Cam shook his head. “Sorry, what?”

“Iffit,” Sawyer repeated, loud with anger, and Ruth said, “If it works, it works. Absolutely.”

The archos nano generated marginal amounts of waste heat, a fraction of a calorie, when it first awoke inside a host body and then seventy-one times more during replication. By modifying the vaccine nano to detect this signature pulse as a backup to the discrimination key, Sawyer thought they could ensure that it located every archos that hadn’t been destroyed while still inactive. The person whose body was this battlefield might experience some pain and a long-term accumulation of injury, but the best way to improve the vaccine nano would be to have a working prototype that could be tested and refined.
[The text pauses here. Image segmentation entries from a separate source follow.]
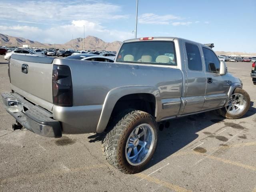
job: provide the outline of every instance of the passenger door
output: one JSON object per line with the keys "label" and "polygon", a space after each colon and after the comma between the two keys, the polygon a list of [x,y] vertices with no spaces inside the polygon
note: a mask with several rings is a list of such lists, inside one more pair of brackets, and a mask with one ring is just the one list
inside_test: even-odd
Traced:
{"label": "passenger door", "polygon": [[185,84],[186,94],[183,100],[184,108],[182,114],[202,110],[204,102],[206,78],[203,67],[201,50],[198,45],[186,42],[184,45],[186,56]]}
{"label": "passenger door", "polygon": [[203,109],[207,110],[223,106],[227,99],[230,86],[226,75],[220,75],[220,62],[210,48],[202,48],[207,83],[205,102]]}

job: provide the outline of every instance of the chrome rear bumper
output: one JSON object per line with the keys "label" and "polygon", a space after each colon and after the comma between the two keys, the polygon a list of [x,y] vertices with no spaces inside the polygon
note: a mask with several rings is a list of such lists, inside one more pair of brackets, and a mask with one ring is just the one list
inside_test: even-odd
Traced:
{"label": "chrome rear bumper", "polygon": [[256,78],[256,73],[251,73],[251,77],[252,78]]}
{"label": "chrome rear bumper", "polygon": [[1,95],[7,112],[27,129],[45,137],[62,136],[60,123],[52,118],[51,113],[34,105],[17,93]]}

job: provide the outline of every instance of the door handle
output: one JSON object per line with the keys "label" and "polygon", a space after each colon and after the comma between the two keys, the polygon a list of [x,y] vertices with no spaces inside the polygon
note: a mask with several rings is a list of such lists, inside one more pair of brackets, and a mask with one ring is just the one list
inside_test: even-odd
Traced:
{"label": "door handle", "polygon": [[21,72],[27,74],[28,72],[28,66],[27,64],[22,64],[21,66]]}
{"label": "door handle", "polygon": [[208,83],[212,83],[212,79],[211,77],[207,78],[207,82]]}

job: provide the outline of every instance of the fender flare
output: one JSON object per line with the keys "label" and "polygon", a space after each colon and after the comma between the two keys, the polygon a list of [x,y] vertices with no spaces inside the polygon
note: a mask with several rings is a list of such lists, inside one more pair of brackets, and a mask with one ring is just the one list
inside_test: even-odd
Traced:
{"label": "fender flare", "polygon": [[101,133],[106,129],[114,108],[120,98],[130,94],[139,93],[153,95],[156,99],[155,116],[161,110],[162,103],[159,90],[155,87],[146,86],[122,86],[112,89],[108,92],[102,106],[96,132]]}
{"label": "fender flare", "polygon": [[231,95],[234,92],[234,91],[238,88],[242,89],[243,88],[243,86],[241,84],[239,83],[234,83],[231,84],[230,87],[229,88],[228,92],[228,98],[227,99],[227,100],[226,101],[226,103],[225,103],[224,106],[226,106],[228,104],[228,102],[229,101],[229,99],[230,98]]}

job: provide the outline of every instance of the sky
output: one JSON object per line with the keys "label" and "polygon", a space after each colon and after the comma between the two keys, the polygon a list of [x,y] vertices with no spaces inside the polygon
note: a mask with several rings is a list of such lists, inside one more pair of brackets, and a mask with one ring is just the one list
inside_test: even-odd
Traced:
{"label": "sky", "polygon": [[[0,33],[42,43],[134,37],[136,0],[1,0]],[[137,38],[177,37],[256,52],[256,0],[138,0]]]}

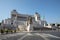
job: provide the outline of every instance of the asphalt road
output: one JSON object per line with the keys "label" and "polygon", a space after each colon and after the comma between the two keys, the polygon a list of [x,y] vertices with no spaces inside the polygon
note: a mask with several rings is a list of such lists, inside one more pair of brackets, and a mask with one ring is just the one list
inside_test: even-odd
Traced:
{"label": "asphalt road", "polygon": [[60,40],[60,32],[21,32],[0,35],[0,40]]}

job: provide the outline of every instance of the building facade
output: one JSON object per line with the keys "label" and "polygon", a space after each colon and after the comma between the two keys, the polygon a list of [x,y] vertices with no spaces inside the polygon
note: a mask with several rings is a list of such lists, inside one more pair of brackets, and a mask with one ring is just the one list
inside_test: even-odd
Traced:
{"label": "building facade", "polygon": [[46,20],[41,20],[40,14],[34,15],[20,14],[16,10],[11,11],[11,18],[5,19],[3,24],[13,25],[19,30],[33,31],[34,28],[43,28],[46,26]]}

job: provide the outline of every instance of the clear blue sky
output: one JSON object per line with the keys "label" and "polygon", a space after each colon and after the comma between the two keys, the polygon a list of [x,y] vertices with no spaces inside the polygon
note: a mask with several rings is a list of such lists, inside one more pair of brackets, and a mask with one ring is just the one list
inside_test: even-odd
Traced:
{"label": "clear blue sky", "polygon": [[60,23],[60,0],[0,0],[0,22],[16,9],[22,14],[38,12],[48,23]]}

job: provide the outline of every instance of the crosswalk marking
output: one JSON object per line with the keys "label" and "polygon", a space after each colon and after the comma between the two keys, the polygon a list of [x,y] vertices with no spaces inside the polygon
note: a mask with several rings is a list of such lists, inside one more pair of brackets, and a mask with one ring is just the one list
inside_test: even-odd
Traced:
{"label": "crosswalk marking", "polygon": [[23,35],[25,33],[15,33],[15,34],[7,34],[7,35],[0,35],[0,40],[1,39],[7,39],[9,37],[17,36],[17,35]]}
{"label": "crosswalk marking", "polygon": [[22,36],[20,39],[18,39],[18,40],[23,40],[25,37],[27,37],[27,36],[33,36],[33,34],[31,34],[31,33],[27,33],[26,35],[24,35],[24,36]]}
{"label": "crosswalk marking", "polygon": [[51,34],[45,34],[45,33],[36,33],[36,35],[39,35],[39,36],[41,36],[42,38],[44,38],[45,40],[49,40],[47,37],[52,37],[52,38],[59,38],[60,39],[60,37],[58,37],[58,36],[54,36],[54,35],[51,35]]}

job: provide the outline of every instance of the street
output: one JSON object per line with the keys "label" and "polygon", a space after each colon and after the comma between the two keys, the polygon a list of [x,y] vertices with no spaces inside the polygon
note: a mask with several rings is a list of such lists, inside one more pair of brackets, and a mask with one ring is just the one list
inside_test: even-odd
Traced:
{"label": "street", "polygon": [[21,32],[0,34],[0,40],[60,40],[60,32]]}

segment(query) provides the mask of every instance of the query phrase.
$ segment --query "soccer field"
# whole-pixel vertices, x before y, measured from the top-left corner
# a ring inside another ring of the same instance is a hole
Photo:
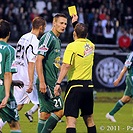
[[[133,132],[133,105],[132,102],[126,104],[116,115],[116,123],[112,123],[105,118],[115,104],[115,101],[122,96],[122,92],[104,93],[98,92],[94,105],[94,120],[97,126],[97,133],[131,133]],[[24,116],[25,111],[30,109],[32,104],[25,105],[19,112],[22,133],[36,133],[37,113],[34,114],[34,121],[30,123]],[[65,121],[65,117],[62,118]],[[65,122],[60,122],[52,133],[65,133]],[[82,117],[77,121],[77,133],[86,133],[86,127]],[[8,124],[3,128],[3,133],[9,133]]]

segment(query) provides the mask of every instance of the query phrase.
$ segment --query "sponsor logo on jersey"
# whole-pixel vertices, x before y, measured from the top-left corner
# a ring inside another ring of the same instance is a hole
[[[123,68],[123,62],[115,57],[107,57],[99,61],[96,66],[96,78],[100,84],[105,87],[113,88],[113,82],[118,78],[119,73]],[[123,84],[125,76],[120,81],[119,85]]]
[[[130,60],[127,60],[127,61],[125,62],[125,66],[126,66],[126,67],[131,66],[131,64],[132,64],[132,62],[131,62]]]
[[[40,46],[39,47],[39,51],[47,52],[48,51],[48,47],[46,47],[45,45]]]
[[[54,65],[55,65],[57,68],[60,68],[60,57],[59,57],[59,56],[55,58]]]
[[[91,47],[89,44],[86,44],[84,48],[84,57],[90,55],[94,51],[93,47]]]

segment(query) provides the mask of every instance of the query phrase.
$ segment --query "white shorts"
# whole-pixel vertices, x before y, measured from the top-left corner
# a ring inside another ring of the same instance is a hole
[[[39,104],[36,85],[34,85],[31,93],[26,92],[27,88],[28,86],[24,86],[23,88],[14,86],[14,97],[17,105],[28,104],[30,101],[33,104]]]

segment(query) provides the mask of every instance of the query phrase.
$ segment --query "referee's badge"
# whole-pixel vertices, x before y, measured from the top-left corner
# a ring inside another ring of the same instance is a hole
[[[85,44],[84,48],[84,57],[90,55],[94,51],[93,47],[91,47],[88,43]]]

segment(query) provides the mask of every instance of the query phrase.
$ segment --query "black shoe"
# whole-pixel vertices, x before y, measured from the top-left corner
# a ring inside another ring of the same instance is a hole
[[[28,120],[29,120],[30,122],[33,122],[33,117],[32,117],[32,115],[29,115],[28,112],[26,112],[26,113],[25,113],[25,116],[28,118]]]

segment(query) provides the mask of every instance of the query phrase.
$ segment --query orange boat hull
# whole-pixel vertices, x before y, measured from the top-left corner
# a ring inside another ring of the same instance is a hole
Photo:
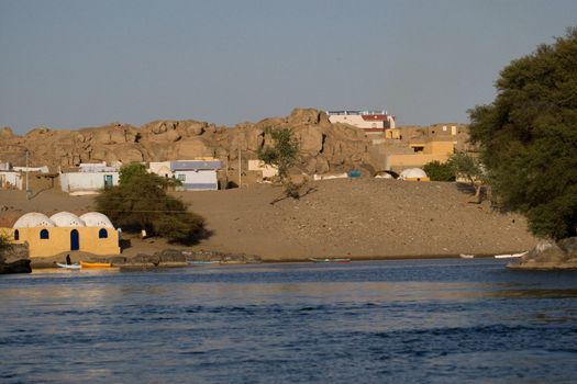
[[[111,262],[86,262],[86,261],[80,261],[80,266],[82,266],[82,268],[112,268],[112,263]]]

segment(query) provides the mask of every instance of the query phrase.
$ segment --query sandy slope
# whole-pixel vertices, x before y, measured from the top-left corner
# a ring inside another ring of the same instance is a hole
[[[506,253],[526,250],[536,239],[525,219],[470,204],[454,183],[384,179],[312,182],[302,199],[281,200],[281,189],[177,193],[207,219],[212,231],[195,249],[258,255],[268,260],[308,257],[409,257]],[[0,191],[0,226],[29,211],[92,210],[91,197],[46,191],[30,202],[18,191]],[[164,241],[133,241],[127,255],[151,252]],[[153,249],[154,248],[154,249]]]

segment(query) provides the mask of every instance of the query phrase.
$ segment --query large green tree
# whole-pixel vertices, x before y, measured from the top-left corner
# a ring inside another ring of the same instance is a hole
[[[299,197],[299,188],[290,180],[290,168],[299,159],[300,143],[288,127],[267,127],[265,134],[270,135],[271,145],[258,150],[258,159],[278,170],[278,180],[285,187],[288,196]]]
[[[577,27],[513,60],[469,111],[493,193],[537,236],[577,235]]]
[[[123,229],[145,229],[170,241],[192,242],[203,229],[203,218],[166,193],[166,179],[143,169],[141,165],[124,166],[119,185],[97,196],[98,211]]]

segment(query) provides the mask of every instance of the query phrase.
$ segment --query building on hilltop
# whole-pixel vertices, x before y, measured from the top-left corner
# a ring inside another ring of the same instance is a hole
[[[343,123],[363,129],[369,135],[384,134],[397,138],[395,116],[386,111],[326,111],[331,123]]]
[[[120,236],[110,219],[89,212],[77,216],[59,212],[51,217],[30,212],[22,215],[12,228],[0,233],[15,244],[27,244],[30,257],[47,257],[67,251],[95,255],[120,255]]]
[[[97,194],[100,190],[119,184],[119,165],[106,162],[80,163],[78,168],[60,172],[60,188],[71,195]]]

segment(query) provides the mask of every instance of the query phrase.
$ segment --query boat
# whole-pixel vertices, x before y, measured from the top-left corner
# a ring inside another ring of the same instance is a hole
[[[221,264],[220,260],[188,260],[189,264],[192,266],[219,266]]]
[[[310,261],[312,262],[351,262],[351,259],[314,259],[314,258],[309,258]]]
[[[514,258],[522,258],[526,253],[529,253],[529,251],[524,251],[521,253],[511,253],[511,255],[495,255],[495,258],[496,259],[514,259]]]
[[[86,261],[80,261],[80,266],[82,266],[82,268],[112,268],[112,263],[111,262],[86,262]]]
[[[56,266],[58,266],[59,268],[65,268],[65,269],[80,269],[80,268],[82,268],[82,266],[80,266],[77,262],[75,262],[74,264],[66,264],[66,263],[63,263],[63,262],[57,262]]]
It was chancy, innovative. And it would be quick. Sawyer insisted they’d need only a bit of integral coding. There would be no new design work. He could craft a thermo-sensor from a single port of the heat engine, and his team had used EUVL fabrication gear — extreme ultraviolet laser — with machining capacities well beyond the MAFM or electron probe in Leadville.

“But a lot of Stockton burned,” Ruth said. It was the perfect opening, assuming the FBI report targeting that city was accurate. “What if your lab got wiped out?”

Sawyer turned stiffly, bringing the animate side of his face around to her. His pebbled lips drew back in a thin, numb smirk. Then he shook his head and carefully formed four syllables, pleased as always to correct her.